I recently met an author with an ‘it’s an indie book; it’s okay if it has a few problems; we should be easy on them,’ kind of attitude. Sorry, but it isn’t okay. That kind of unprofessional attitude is one of the reasons for the plethora of substandard books in the marketplace. Self-publishers should at least aim to do a professional job. It isn’t okay to publish a book that you know could be tightened up more, or that hasn’t been structurally, line and copy edited (yes, three different kinds of editing), that is just sloppy and unprofessional and, except in rare instances, such a book will be substandard to some degree. A few copy errors aren’t a problem if the rest of the book is up to scratch, and the author fixes them when they’re pointed out. Certain things slip through even the best of publishing houses, but our aim should be to produce a product that competes on the same level as traditionally published books.
Though I have no formal qualifications, I have studied writing intensely, and though I am no expert, I do know what makes good writing. I also review a lot of traditionally published books, so I have a solid standard to compare books with. Some think I am picky about quality, but I only expect my indie reads to be of the same standard as those published by mainstream houses. That doesn’t mean that my own books are brilliant, far from it, but I am confident they are of the same standard as any published by a traditional publisher. It’s much easier to see the faults in others’ writing than to see it in your own work, which is why even those with degrees in creative writing need to have someone else edit their books. No author can completely edit their own work.
I hate to see the words, ‘it’s pretty good for an indie book’, in a review. That assumes that there is a different standard for indie books, er, no, there isn’t. If we ask people to pay for our books, we should provide something worth paying for, and that means the same standard we have come to expect from traditionally published books.
If we fall short of that standard, we can hardly complain when readers refuse to buy indie books.
If we want to be taken seriously by the publishing industry – and most indies do – then this must be our basic aim.

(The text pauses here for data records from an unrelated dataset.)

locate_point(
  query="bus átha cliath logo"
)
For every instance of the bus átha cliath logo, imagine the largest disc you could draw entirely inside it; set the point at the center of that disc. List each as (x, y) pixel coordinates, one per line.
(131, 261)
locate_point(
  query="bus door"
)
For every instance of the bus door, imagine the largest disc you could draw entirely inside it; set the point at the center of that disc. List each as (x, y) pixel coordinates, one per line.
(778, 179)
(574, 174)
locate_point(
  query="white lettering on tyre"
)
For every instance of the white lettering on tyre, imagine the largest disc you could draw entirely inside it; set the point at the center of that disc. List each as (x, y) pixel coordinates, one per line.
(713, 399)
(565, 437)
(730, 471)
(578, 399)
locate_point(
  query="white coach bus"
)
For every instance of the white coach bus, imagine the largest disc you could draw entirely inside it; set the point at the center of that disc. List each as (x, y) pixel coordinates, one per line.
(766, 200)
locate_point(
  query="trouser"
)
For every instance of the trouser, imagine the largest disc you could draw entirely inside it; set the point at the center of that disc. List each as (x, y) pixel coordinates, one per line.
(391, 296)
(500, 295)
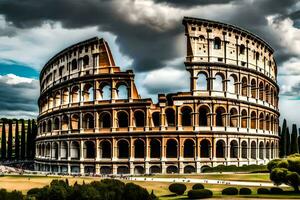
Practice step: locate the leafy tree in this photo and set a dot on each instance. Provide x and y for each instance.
(294, 140)
(3, 143)
(23, 142)
(17, 142)
(9, 141)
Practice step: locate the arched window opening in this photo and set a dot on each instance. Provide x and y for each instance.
(234, 149)
(122, 119)
(186, 116)
(122, 92)
(202, 82)
(205, 148)
(139, 118)
(123, 149)
(189, 149)
(172, 148)
(220, 117)
(139, 149)
(218, 83)
(89, 149)
(155, 148)
(156, 119)
(170, 114)
(203, 115)
(220, 149)
(105, 149)
(217, 43)
(88, 121)
(105, 120)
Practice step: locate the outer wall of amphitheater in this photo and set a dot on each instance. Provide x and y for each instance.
(92, 119)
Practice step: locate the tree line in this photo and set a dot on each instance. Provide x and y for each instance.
(22, 146)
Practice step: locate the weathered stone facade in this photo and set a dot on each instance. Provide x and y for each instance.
(92, 119)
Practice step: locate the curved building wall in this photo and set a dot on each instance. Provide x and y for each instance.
(92, 119)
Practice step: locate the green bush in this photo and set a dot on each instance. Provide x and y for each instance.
(245, 191)
(276, 190)
(177, 188)
(200, 194)
(263, 191)
(230, 191)
(198, 186)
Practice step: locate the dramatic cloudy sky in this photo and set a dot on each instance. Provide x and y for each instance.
(144, 35)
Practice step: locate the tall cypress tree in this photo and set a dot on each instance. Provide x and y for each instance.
(294, 140)
(28, 144)
(3, 142)
(288, 142)
(17, 142)
(282, 142)
(23, 140)
(9, 141)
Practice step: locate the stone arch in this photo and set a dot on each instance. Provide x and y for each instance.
(234, 149)
(172, 149)
(186, 116)
(123, 149)
(189, 148)
(139, 148)
(155, 148)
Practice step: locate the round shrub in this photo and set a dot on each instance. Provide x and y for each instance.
(198, 186)
(177, 188)
(245, 191)
(200, 194)
(263, 191)
(276, 190)
(230, 191)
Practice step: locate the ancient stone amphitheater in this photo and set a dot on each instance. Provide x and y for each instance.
(93, 120)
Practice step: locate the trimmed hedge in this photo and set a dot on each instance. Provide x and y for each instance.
(230, 191)
(177, 188)
(198, 186)
(276, 190)
(245, 191)
(263, 191)
(200, 194)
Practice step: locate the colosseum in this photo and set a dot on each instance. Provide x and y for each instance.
(92, 119)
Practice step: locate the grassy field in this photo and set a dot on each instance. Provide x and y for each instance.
(24, 183)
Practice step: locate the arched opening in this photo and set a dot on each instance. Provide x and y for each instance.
(244, 149)
(220, 149)
(253, 150)
(171, 149)
(89, 149)
(186, 116)
(74, 150)
(189, 149)
(122, 119)
(156, 119)
(105, 120)
(88, 121)
(234, 117)
(202, 82)
(220, 117)
(139, 148)
(122, 92)
(203, 115)
(105, 149)
(244, 119)
(234, 149)
(155, 148)
(205, 148)
(123, 149)
(139, 118)
(217, 43)
(218, 83)
(170, 114)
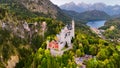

No body wants to pay for substandard books, and no one should have to. The first step towards producing something of a professional standard is aiming to do just that. The second is being clear what that standard is. If you aren’t sure, check out the explanation of the criteria for the inclusion in the awesome Indies listing. The third step is to get someone to check that your work is up to that standard before you publish – someone who knows what they’re talking about. The most savvy author will know when it’s wiser not to publish.